Après la crise de 2008, force est de constater que peu de leçons ont été retenues. En dépit d’un niveau inouï d’action collective menée par les gouvernements, et même si l’on déplore un échec évident du modèle économique, les dirigeants ont continué de mettre en œuvre ces mêmes politiques destructrices et sources de division qui ont mené à la crise en premier lieu. Les dirigeants se sont accrochés à des politiques économiques profondément inégales et non durables, qui accélèrent les inégalités et mènent au dérèglement climatique. Cela a eu des conséquences négatives sur les femmes en particulier. Une décennie d’austérité et de politique économique défaillante a nui aux citoyens ordinaires et a fragilisé nos sociétés en propulsant la montée d’un dangereux nationalisme de droite, une régression de la démocratie et une réaction violente contre les mouvements féministes.

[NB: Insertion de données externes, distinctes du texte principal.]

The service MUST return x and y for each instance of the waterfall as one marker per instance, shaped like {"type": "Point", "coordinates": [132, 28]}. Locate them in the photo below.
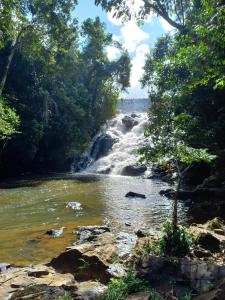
{"type": "Point", "coordinates": [114, 149]}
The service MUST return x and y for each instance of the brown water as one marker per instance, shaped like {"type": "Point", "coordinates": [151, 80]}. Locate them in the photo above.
{"type": "Point", "coordinates": [28, 208]}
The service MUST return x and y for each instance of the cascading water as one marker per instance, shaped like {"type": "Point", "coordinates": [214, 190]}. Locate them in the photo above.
{"type": "Point", "coordinates": [113, 150]}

Cette situation n’est pas une fatalité. Nous pouvons reconstruire un monde meilleur. Un monde plus juste. Un monde plus durable. Un monde qui réduit radicalement l’écart entre les riches et les pauvres. Un monde dans lequel la vie de nos enfants et des futures générations n’est pas menacée. Un monde dans lequel les plus riches paient leur juste part d’impôt pour contribuer à des solutions collectives face aux grands défis de l’humanité. Un monde dans lequel les gouvernements sont tenus de rendre des comptes aux citoyennes et citoyens. Un tel monde demande impérativement des soins de santé et une protection sociale universels.

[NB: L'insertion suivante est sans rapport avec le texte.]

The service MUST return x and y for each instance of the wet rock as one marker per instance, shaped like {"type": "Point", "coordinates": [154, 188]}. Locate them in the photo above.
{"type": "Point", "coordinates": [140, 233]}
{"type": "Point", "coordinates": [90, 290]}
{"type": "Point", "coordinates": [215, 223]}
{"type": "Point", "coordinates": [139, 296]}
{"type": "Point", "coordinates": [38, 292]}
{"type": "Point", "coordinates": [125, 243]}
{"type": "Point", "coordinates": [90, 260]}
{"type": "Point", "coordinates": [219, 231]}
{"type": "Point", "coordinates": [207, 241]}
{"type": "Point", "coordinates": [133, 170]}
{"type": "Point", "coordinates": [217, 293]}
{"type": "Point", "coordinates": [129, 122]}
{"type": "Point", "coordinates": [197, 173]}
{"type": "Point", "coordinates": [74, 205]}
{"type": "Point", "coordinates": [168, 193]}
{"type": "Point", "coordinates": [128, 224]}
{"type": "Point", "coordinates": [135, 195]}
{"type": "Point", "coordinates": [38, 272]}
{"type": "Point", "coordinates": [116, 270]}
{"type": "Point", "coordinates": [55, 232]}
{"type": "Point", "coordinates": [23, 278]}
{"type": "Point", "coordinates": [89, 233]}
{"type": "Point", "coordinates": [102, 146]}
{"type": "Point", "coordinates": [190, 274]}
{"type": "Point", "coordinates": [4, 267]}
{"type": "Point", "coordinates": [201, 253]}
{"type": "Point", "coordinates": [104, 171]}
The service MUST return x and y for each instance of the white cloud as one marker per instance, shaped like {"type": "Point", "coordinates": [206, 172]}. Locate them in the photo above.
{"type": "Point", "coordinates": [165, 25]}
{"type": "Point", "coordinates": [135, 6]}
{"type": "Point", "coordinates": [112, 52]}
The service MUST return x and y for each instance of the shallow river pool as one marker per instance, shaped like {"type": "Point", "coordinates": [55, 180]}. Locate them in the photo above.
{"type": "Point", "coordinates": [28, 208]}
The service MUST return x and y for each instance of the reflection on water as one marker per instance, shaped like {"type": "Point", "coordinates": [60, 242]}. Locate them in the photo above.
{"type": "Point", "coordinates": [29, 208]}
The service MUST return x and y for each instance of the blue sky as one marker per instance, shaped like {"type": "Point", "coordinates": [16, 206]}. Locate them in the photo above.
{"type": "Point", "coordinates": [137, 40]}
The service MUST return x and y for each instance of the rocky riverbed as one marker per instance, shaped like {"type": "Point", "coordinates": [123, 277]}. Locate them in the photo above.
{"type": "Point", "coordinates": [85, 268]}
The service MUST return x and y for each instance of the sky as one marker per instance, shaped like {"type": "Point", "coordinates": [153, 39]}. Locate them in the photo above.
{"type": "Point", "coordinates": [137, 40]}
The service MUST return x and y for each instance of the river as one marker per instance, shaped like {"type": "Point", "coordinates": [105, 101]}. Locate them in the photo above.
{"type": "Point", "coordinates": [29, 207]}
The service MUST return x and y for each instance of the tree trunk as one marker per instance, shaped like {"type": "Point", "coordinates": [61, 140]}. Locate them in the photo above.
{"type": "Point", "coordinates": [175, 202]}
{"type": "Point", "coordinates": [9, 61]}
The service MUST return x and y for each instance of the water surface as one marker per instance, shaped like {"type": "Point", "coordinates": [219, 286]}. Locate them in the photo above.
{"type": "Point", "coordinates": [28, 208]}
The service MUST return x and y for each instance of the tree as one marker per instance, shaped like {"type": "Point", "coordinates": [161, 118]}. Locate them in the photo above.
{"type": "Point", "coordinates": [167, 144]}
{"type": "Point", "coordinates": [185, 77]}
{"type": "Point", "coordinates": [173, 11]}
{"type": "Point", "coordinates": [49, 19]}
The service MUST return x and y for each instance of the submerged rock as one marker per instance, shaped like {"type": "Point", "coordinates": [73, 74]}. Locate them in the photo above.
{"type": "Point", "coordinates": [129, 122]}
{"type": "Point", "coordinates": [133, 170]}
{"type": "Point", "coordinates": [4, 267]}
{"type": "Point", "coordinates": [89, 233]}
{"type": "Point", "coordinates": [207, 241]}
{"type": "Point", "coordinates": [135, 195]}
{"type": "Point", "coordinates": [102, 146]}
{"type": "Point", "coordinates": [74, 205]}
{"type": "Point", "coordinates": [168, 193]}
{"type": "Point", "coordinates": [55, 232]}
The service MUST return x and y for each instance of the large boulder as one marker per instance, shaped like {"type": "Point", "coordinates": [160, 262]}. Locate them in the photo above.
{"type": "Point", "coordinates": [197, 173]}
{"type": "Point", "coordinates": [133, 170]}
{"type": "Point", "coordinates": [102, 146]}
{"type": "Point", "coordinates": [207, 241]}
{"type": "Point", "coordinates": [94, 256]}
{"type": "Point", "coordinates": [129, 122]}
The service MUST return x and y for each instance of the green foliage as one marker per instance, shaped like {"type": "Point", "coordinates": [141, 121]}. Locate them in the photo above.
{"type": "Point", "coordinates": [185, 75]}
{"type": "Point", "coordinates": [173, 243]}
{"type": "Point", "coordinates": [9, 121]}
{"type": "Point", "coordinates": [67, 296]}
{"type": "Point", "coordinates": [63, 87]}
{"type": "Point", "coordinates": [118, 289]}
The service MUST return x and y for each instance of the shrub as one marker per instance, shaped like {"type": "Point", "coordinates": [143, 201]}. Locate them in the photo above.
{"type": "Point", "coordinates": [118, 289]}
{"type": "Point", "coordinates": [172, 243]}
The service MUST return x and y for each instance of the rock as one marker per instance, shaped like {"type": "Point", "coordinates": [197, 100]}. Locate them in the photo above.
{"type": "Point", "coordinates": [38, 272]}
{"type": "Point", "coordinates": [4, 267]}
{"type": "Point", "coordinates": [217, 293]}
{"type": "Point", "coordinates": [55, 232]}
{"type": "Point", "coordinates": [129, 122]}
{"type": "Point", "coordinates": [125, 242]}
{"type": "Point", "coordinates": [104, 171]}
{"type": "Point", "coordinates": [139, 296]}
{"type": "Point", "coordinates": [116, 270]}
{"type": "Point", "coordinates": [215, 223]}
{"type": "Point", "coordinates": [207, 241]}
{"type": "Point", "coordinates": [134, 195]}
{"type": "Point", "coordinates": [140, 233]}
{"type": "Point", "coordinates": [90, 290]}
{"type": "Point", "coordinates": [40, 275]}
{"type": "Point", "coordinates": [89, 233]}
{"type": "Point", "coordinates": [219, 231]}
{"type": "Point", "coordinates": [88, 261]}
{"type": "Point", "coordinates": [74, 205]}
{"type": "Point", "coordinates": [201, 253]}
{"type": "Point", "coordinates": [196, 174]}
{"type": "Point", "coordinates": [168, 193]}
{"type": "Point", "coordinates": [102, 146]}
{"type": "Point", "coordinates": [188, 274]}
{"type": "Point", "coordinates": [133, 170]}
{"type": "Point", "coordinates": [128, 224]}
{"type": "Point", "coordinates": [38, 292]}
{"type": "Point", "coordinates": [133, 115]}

Mais au-delà de ça, ce monde doit nous donner les moyens d’agir pour mettre un terme au dérèglement climatique. Ensemble, nous pouvons nous servir des leçons que nous retiendrons de cette crise afin de construire une économie plus humaine et un monde plus juste.
- 1. Reconstruire mieux
Profiter de ce moment d’action gouvernementale sans précédent pour transformer définitivement nos économies de manière à réduire radicalement les inégalités et à remporter la lutte contre le dérèglement climatique. - 2. La santé pour toutes et tous
Veiller à ce que chaque personne dans le monde a accès à des soins de santé universels et que l’humanité est prête à faire face à toute autre épidémie. - 3. Une économie centrée sur l’humain
Garantir dès à présent que les réponses d’urgence d’aujourd’hui seront financées par une imposition plus juste des individus et entreprises les plus riches, et non par le retour brutal de l’austérité.